Q: "Tell me about a time you showed initiative."
Strong STAR answer
"I was doing customer support at my previous company and I kept getting the same three questions in different forms every week. None of them were in the FAQ — they were about edge cases in our billing system. Rather than just answering them one by one forever, I wrote up a short internal doc explaining the logic behind the billing rules, shared it with the team, and proposed we add a condensed version to the help centre. My manager approved it in a day. Support tickets for those three categories dropped by around 60% over the next month. It took me maybe two hours of effort. I mention it not because it was a huge project but because it's the kind of thing I find myself doing regularly — I'm uncomfortable with persistent friction that has an easy fix."
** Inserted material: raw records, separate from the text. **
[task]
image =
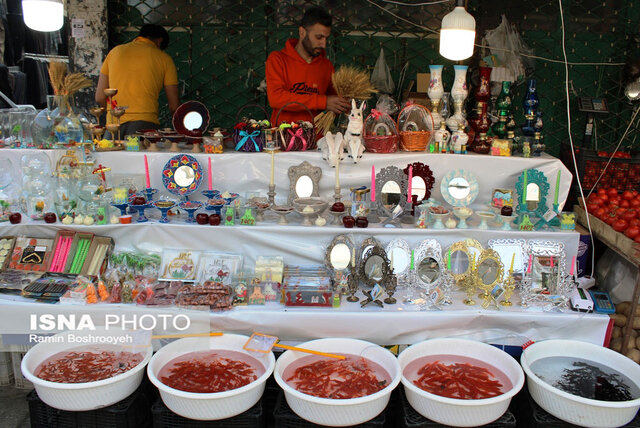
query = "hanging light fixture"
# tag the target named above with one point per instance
(43, 15)
(458, 34)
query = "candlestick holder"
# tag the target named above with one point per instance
(190, 207)
(164, 207)
(149, 192)
(272, 194)
(140, 209)
(122, 207)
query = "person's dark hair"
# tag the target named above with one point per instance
(316, 15)
(153, 31)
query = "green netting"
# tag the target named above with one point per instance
(220, 47)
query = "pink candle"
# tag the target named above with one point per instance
(146, 172)
(573, 264)
(409, 189)
(373, 183)
(209, 177)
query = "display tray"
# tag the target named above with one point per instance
(132, 412)
(165, 418)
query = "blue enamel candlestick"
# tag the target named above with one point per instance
(140, 209)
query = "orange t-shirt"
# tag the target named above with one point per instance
(139, 70)
(291, 78)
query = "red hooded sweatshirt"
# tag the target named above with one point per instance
(291, 78)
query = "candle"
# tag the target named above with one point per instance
(573, 263)
(273, 154)
(524, 189)
(409, 187)
(209, 176)
(146, 172)
(555, 197)
(373, 183)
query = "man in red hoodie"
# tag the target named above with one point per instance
(301, 72)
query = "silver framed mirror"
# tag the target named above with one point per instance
(399, 255)
(509, 249)
(303, 181)
(339, 254)
(429, 266)
(391, 190)
(375, 268)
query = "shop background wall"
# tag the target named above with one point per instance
(220, 47)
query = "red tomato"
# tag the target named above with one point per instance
(632, 231)
(628, 215)
(619, 225)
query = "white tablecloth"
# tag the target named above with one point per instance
(249, 172)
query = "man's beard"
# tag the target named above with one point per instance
(306, 44)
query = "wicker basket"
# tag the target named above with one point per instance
(248, 138)
(373, 141)
(298, 139)
(416, 128)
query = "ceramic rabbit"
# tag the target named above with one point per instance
(353, 136)
(332, 147)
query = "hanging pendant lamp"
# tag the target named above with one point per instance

Q: "Tell me about a time you influenced without authority."
Strong STAR answer
"I wanted our engineering team to adopt a code review standard that the team had resisted before. Rather than lobbying my manager, I ran a small experiment: I spent two sprints doing thorough code reviews on my own PRs with detailed comments, and then at the next retrospective I showed the data — the features reviewed that way had a 70% lower bug rate in the following month. People respond to evidence more than to proposals, and once the pattern was visible, the team voted to formalise the practice. I wasn't the most senior person in that room by any stretch. But the data did the convincing."
One More Thing: The Follow-Through
The Result section is where most people get vague. "It went well" is not a result. "The project landed" is not a result. Push yourself to answer: What measurably changed? What did you learn that you've applied since? What would you do differently?
Interviewers ask behavioral questions because they believe past behaviour predicts future behaviour. The follow-through — what you learned and how you changed — is the part that signals growth and self-awareness. Don't skip it.